Occidental reported first-quarter net production from Libya of 8,000 barrels per day, down from 22,000 bpd a year earlier.
That was the same as in the fourth quarter, when company officials talked of a reduction of 12,000 barrels of oil equivalent per day in Libya from a year earlier due to new contract terms.

TIGHTER TERMS
Analysts say Libya could further tighten terms for foreign oil firms in the next two years as deals struck in competitive tenders since the end of sanctions come up for renegotiation.

Lower prices have slashed windfall energy income and given ammunition to establishment conservatives who think foreigners exploiting Libya's precious resources are having it too easy.
That could further discourage oil firms disappointed at the rate of new finds and dampen exploration activity.
"Companies exploring under EPSA-IV haven't made the big finds they were hoping for and are thinking of revising their strategy," said Jon Marks, editorial director of industry newsletter Africa Energy.
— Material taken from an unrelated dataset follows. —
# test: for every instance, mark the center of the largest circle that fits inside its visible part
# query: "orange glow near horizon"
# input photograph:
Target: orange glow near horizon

There is big potential for output increases in the short term as new technology boosts the performance of ageing wells, analysts say.

There are also many near-field areas containing patchworks of smaller reserves that are close to transport infrastructure and could be developed relatively quickly.
Now a global drop in equipment and service costs may spur some licence holders in Libya to move ahead with their work.

"However, whether NOC will be in a position to approve and critically fund these work plans remains to be seen," said McMahon of Wood Mackenzie.